5 Conclusion and Future Works

It is well known that the Brazilian and Italian Supreme Courts usually maintain, rather than reform, decisions on pretrial detention by lower courts. In our experiments, we aimed to go beyond this obvious observation and analyse the reasons behind such decisions. This may help us in determining whether this practice is legally correct or rather reflects the reluctance to overhaul decisions by lower courts. While our analysis does not provide a definitive answer, it shows a certain consistency in high court decisions. In both legal systems, clustering labels and topics point to factors in common, i.e., the excessive length of time spent in prison, and the time-limits established by the law are factors which support the release. On the other hand, crimes against property, drug-related crimes and involvement in criminal organizations are highly related to the maintenance of the pretrial detention measure.
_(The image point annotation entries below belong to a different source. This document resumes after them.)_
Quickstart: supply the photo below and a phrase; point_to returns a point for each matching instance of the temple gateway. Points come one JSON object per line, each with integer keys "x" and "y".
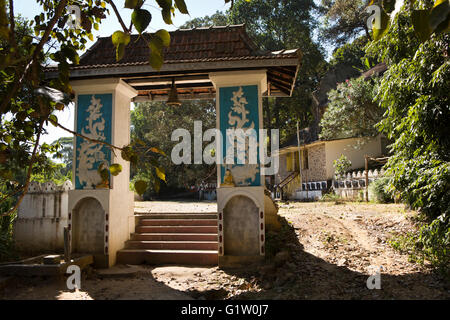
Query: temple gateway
{"x": 203, "y": 63}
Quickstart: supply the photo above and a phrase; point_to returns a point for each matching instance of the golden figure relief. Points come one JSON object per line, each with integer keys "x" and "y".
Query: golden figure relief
{"x": 228, "y": 179}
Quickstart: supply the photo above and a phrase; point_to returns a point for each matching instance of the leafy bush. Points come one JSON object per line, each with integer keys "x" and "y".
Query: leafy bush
{"x": 414, "y": 95}
{"x": 430, "y": 242}
{"x": 378, "y": 190}
{"x": 351, "y": 111}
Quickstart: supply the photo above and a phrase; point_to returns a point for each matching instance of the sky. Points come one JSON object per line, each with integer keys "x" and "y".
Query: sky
{"x": 196, "y": 8}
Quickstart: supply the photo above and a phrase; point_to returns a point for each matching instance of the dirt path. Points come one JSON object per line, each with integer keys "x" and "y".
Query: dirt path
{"x": 324, "y": 251}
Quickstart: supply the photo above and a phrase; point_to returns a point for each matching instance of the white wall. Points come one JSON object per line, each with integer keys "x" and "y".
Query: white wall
{"x": 334, "y": 149}
{"x": 42, "y": 216}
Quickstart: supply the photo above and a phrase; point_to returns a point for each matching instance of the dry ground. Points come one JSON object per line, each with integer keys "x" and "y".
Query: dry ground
{"x": 325, "y": 251}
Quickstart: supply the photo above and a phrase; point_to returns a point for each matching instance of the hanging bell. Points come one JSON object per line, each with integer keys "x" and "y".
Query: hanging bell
{"x": 173, "y": 96}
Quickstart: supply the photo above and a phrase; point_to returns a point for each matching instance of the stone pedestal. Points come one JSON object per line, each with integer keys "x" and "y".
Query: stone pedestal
{"x": 101, "y": 215}
{"x": 240, "y": 203}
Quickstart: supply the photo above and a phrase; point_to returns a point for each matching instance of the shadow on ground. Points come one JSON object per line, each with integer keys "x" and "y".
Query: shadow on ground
{"x": 291, "y": 273}
{"x": 288, "y": 273}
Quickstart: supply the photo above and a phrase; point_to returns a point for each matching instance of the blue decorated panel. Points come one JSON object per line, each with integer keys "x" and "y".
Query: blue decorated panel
{"x": 239, "y": 109}
{"x": 94, "y": 120}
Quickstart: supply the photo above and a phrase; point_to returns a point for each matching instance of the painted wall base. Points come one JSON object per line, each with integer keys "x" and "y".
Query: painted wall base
{"x": 238, "y": 261}
{"x": 241, "y": 224}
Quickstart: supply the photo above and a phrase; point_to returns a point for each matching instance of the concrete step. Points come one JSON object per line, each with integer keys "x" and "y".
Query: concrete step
{"x": 178, "y": 222}
{"x": 176, "y": 229}
{"x": 158, "y": 257}
{"x": 174, "y": 236}
{"x": 172, "y": 245}
{"x": 178, "y": 215}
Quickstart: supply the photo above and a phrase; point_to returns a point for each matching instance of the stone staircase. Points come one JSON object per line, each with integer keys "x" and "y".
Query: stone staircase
{"x": 172, "y": 238}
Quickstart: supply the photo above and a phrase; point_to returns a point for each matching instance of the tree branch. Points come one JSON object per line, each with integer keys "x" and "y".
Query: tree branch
{"x": 124, "y": 27}
{"x": 37, "y": 50}
{"x": 29, "y": 171}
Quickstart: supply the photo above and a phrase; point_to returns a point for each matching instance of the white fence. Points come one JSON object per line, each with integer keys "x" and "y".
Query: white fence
{"x": 42, "y": 216}
{"x": 354, "y": 184}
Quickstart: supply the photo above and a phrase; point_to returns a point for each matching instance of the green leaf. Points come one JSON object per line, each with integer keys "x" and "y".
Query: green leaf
{"x": 131, "y": 4}
{"x": 140, "y": 186}
{"x": 156, "y": 150}
{"x": 164, "y": 35}
{"x": 388, "y": 5}
{"x": 419, "y": 19}
{"x": 166, "y": 6}
{"x": 439, "y": 13}
{"x": 53, "y": 119}
{"x": 181, "y": 5}
{"x": 115, "y": 169}
{"x": 160, "y": 173}
{"x": 157, "y": 186}
{"x": 156, "y": 60}
{"x": 120, "y": 40}
{"x": 379, "y": 33}
{"x": 141, "y": 19}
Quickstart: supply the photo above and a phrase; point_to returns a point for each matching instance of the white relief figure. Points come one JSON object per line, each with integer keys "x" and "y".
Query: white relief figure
{"x": 91, "y": 153}
{"x": 243, "y": 175}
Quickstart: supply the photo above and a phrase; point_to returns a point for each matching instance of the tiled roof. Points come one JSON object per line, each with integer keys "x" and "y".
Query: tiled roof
{"x": 187, "y": 45}
{"x": 307, "y": 136}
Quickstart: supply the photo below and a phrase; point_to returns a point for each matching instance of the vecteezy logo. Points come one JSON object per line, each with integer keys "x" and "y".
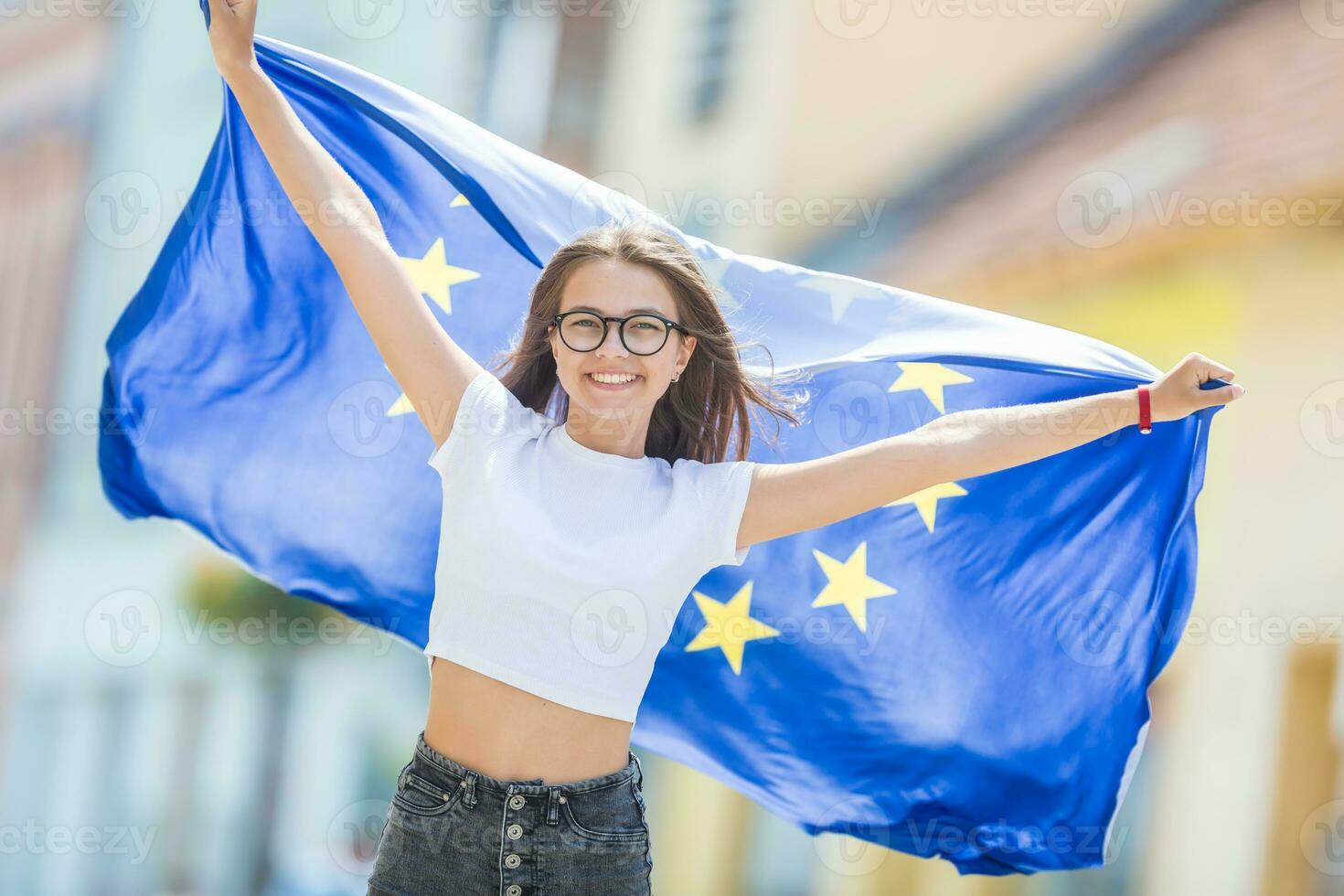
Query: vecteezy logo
{"x": 611, "y": 627}
{"x": 1095, "y": 209}
{"x": 1324, "y": 16}
{"x": 851, "y": 414}
{"x": 1093, "y": 629}
{"x": 354, "y": 833}
{"x": 366, "y": 19}
{"x": 357, "y": 420}
{"x": 123, "y": 627}
{"x": 852, "y": 19}
{"x": 123, "y": 209}
{"x": 1321, "y": 420}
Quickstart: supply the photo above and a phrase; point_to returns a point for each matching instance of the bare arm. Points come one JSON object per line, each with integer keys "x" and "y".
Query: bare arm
{"x": 425, "y": 361}
{"x": 792, "y": 497}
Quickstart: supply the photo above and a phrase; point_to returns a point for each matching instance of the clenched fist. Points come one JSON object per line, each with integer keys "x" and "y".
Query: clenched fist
{"x": 231, "y": 27}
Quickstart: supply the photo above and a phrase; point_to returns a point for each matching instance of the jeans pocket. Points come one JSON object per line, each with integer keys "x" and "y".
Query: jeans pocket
{"x": 420, "y": 795}
{"x": 612, "y": 815}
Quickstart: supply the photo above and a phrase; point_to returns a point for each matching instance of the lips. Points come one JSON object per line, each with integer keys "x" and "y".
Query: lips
{"x": 613, "y": 387}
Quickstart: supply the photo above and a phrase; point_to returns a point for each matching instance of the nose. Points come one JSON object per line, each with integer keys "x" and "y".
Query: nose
{"x": 613, "y": 337}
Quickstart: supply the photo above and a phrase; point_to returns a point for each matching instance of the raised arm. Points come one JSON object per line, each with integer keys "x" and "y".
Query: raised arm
{"x": 792, "y": 497}
{"x": 425, "y": 361}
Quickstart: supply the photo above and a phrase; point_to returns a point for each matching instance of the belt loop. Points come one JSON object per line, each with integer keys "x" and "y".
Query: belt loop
{"x": 552, "y": 806}
{"x": 469, "y": 797}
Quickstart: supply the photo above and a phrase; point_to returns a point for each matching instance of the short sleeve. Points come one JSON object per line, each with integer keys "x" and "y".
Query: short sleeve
{"x": 486, "y": 411}
{"x": 722, "y": 489}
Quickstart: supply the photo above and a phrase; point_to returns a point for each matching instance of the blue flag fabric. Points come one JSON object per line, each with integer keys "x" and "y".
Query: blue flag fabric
{"x": 961, "y": 673}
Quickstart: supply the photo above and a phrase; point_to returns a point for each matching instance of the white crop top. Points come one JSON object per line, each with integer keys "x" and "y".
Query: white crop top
{"x": 562, "y": 569}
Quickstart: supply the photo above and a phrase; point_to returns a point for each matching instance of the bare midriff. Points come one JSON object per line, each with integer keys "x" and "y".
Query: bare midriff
{"x": 509, "y": 733}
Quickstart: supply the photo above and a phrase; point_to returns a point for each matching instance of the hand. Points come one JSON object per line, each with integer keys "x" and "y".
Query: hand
{"x": 233, "y": 25}
{"x": 1178, "y": 392}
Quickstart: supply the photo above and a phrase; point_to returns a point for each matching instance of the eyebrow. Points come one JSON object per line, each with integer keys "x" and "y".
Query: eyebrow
{"x": 634, "y": 311}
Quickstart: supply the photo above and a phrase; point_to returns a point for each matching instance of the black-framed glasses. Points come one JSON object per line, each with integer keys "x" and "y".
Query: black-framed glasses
{"x": 641, "y": 334}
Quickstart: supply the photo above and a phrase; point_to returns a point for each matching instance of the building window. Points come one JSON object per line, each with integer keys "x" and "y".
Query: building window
{"x": 715, "y": 37}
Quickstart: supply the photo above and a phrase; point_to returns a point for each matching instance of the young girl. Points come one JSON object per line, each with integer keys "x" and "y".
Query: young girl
{"x": 569, "y": 543}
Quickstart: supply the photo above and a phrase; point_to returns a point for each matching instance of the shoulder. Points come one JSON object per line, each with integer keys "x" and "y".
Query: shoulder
{"x": 712, "y": 481}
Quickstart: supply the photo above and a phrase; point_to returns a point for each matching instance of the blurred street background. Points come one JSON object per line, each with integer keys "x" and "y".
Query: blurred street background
{"x": 1164, "y": 175}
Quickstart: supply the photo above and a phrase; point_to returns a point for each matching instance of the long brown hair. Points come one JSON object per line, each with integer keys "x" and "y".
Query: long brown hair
{"x": 697, "y": 415}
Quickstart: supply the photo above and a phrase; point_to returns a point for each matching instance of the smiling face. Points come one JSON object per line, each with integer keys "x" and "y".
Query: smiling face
{"x": 613, "y": 288}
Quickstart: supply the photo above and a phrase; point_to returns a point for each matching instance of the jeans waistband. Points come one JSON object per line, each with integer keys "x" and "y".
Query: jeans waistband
{"x": 534, "y": 786}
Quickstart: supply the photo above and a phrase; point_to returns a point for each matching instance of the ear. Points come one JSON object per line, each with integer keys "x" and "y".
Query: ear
{"x": 686, "y": 351}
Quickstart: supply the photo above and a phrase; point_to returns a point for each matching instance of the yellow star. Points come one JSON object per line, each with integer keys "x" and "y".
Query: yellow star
{"x": 926, "y": 500}
{"x": 928, "y": 377}
{"x": 729, "y": 626}
{"x": 434, "y": 277}
{"x": 849, "y": 584}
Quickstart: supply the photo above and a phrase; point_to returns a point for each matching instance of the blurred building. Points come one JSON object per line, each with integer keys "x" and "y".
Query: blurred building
{"x": 140, "y": 752}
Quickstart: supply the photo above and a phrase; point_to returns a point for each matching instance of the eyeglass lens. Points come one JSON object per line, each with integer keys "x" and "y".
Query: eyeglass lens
{"x": 643, "y": 334}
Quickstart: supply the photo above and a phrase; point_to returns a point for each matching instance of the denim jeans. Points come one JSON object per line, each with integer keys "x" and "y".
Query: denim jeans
{"x": 457, "y": 832}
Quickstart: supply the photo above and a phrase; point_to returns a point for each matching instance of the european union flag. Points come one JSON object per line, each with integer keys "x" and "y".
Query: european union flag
{"x": 960, "y": 673}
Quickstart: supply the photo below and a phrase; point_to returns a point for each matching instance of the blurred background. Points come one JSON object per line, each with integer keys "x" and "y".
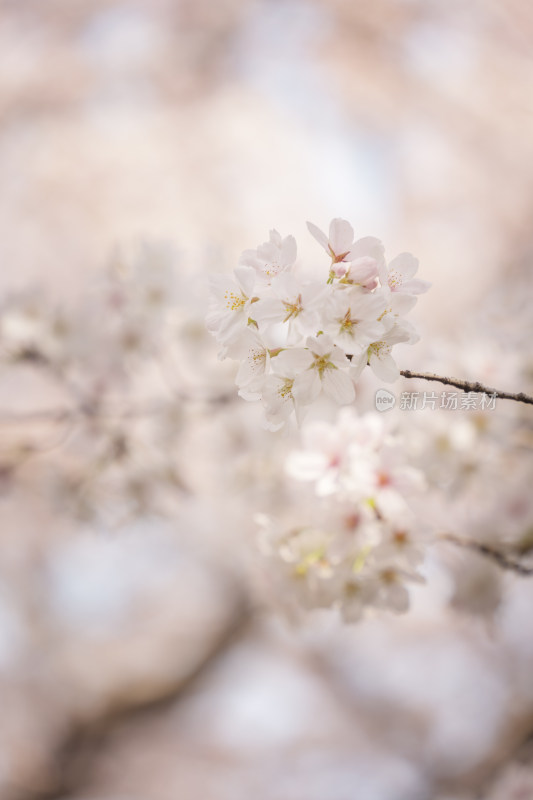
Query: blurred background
{"x": 134, "y": 660}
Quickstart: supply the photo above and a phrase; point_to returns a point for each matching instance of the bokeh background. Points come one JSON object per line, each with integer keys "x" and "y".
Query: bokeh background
{"x": 133, "y": 663}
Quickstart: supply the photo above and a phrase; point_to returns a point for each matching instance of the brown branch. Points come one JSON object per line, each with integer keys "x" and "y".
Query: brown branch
{"x": 492, "y": 553}
{"x": 468, "y": 386}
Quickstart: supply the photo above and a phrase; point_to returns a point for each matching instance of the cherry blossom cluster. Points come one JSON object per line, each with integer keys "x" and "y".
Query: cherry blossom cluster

The same is true with regard to the locations of Naples and Sao Paulo, suggesting that in these places serious crimes are more recurrent. In the Brazilian dataset, we found relationships between the judicial outcome and the judge rapporteur. This situation is absent in the Italian dataset. This may be due to the higher variability of judges in this Court. Concerning the experimented methods, Lingo performs better than the Hierarchical clustering combined with LSI. Labels are immediately intelligible and contain meaningful information, from both computer science and a legal perspective. Moreover, the topics resulting from LSI could not be as easily linked to any relevant legal circumstance.

Future research includes structuring a dataset based on the factors highlighted and performing classification experiments through deep and classical machine learning to predict the outcome. In this sense, we also aim to obtain explanation of the predictions through the extracted factors.